Relapsing polychondritis, a disorder of cartilage and connective tissue, is another problem that our patient developed. Patients most commonly present with unilateral or bilateral ear inflammation with sparing of the noncartilaginous parts of the ear (15). The next most common presentation is joint involvement, followed by nasal and ocular involvement (16). Relapsing polychondritis is also thought to have an autoimmune etiology, with autoantibodies attacking the patient's cartilage (17).
Complement levels may play a role in the constellation of diseases seen in our patient. The complement system is a set of proteins that aids in phagocytosis, chemotaxis, opsonization, and the clearance of immune complexes. There are three different paths in the complement system: the classic pathway, the alternative pathway, and the mannose-binding lectin pathway (18). Each pathway is activated differently. The classic pathway is activated by binding to immune complexes (19). C4 is an important component of the classic pathway, and so a deficiency in it results in defective immune-complex clearance.
Our patient was found to have persistently low C4 levels. Allotyping had demonstrated two “null” alleles at her C4 locus. C4 is involved in the early part of the classical complement pathway. Homozygous complement deficiency, especially of the early components of the classical pathway, has been strongly associated with the development of some autoimmune disorders, in particular SLE (20).
We believe that low C4 levels in our patient perhaps contributed to impaired clearance of immune complexes and may have predisposed her to SLE, KFD (which may have been an unusual presentation of her SLE), and perhaps even to relapsing polychondritis. After her initial treatment with low-dose prednisone and hydroxychloroquine, she gradually became asymptomatic and has done well for the last several years.

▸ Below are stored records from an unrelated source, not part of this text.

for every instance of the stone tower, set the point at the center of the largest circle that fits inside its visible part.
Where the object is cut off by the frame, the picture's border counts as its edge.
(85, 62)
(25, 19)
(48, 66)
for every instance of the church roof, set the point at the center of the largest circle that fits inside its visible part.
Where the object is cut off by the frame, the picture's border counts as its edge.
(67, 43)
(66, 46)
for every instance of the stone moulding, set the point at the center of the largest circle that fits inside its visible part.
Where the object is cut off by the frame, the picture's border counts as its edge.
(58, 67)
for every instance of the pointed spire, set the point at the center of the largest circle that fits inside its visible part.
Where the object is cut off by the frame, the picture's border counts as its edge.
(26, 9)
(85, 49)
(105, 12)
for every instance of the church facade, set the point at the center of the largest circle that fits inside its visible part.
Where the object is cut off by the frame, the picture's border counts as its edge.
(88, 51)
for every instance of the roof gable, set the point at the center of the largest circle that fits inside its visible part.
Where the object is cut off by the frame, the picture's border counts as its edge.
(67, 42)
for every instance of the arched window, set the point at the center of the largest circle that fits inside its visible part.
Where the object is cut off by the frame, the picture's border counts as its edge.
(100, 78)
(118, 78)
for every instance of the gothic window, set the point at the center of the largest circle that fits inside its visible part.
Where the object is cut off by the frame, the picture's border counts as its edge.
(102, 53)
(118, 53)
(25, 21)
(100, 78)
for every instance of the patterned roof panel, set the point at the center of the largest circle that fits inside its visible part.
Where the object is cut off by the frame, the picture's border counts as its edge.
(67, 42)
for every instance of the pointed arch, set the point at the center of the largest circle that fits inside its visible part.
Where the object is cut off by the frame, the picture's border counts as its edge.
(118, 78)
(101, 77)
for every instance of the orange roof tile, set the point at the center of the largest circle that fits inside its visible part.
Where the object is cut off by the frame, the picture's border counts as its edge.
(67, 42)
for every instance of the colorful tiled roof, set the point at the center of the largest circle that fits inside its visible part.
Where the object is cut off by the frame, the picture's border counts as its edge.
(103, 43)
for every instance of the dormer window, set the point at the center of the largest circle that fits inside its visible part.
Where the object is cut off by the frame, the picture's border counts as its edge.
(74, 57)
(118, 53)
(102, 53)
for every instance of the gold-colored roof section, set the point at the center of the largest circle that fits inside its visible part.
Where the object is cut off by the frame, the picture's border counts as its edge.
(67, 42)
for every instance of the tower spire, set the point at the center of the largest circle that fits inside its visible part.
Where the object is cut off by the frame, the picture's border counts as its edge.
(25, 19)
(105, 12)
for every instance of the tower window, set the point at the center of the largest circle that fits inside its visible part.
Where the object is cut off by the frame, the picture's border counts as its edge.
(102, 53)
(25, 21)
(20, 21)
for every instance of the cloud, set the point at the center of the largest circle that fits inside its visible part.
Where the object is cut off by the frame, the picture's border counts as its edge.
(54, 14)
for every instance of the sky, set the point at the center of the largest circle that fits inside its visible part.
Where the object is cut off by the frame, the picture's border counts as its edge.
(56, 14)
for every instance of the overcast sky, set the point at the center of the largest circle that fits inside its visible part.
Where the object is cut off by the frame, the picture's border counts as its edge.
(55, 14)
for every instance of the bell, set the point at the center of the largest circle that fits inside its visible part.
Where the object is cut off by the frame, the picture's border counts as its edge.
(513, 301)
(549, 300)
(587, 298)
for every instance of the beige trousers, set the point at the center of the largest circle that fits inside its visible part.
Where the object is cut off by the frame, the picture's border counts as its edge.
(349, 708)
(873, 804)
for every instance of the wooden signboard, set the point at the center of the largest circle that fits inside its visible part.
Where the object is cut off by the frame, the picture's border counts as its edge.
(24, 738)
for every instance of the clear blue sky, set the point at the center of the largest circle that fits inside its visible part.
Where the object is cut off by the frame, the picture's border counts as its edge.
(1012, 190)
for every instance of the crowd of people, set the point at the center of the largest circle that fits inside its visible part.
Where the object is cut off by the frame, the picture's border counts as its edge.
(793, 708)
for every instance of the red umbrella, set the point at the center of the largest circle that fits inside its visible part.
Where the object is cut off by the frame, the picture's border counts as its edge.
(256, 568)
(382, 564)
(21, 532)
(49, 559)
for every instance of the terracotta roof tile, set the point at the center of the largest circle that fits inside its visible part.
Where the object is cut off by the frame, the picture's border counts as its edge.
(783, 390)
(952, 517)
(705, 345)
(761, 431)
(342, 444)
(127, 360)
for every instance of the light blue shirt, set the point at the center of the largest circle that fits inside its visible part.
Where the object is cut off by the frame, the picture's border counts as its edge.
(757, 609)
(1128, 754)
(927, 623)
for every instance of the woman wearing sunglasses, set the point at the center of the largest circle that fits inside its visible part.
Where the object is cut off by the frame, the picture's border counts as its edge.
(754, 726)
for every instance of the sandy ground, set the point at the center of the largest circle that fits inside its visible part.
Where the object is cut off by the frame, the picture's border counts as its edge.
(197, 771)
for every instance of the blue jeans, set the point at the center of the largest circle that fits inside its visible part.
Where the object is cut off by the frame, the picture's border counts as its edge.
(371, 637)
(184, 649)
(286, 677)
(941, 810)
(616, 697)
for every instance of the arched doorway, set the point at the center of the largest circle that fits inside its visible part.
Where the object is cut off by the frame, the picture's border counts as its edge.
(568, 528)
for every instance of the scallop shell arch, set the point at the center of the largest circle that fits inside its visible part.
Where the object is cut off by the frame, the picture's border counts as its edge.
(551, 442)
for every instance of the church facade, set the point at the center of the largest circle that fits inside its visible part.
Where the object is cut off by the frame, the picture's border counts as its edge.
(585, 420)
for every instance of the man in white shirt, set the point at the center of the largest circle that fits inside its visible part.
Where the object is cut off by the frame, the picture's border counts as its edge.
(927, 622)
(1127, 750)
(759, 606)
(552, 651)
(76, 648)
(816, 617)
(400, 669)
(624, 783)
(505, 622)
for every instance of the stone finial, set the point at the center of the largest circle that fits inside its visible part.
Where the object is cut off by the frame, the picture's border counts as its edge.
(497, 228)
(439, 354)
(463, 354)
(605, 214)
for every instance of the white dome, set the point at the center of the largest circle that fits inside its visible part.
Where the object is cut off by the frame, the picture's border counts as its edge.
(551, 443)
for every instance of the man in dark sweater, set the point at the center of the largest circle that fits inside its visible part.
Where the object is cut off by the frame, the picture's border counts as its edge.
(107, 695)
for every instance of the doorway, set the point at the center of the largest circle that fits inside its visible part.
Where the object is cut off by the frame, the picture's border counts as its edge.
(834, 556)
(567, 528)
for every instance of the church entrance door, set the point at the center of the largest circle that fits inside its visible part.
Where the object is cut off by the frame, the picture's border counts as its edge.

It was helpful to know that the patient produced less than the expected amount of C4 because many authorities suggest that low C4 levels may suggest either persistent disease activity or a “flare” of the disease. Knowing that her baseline levels were less than those seen in the general population helped to prevent “overtreatment.” Unfortunately, allotyping is no longer performed in any US laboratories.
We feel that this patient's KFD is probably an unusual manifestation of SLE. In addition, the patient's atypical course may be related to her inherited chronically low C4 levels. To our knowledge, previous cases of this syndrome were not evaluated for complement deficiency.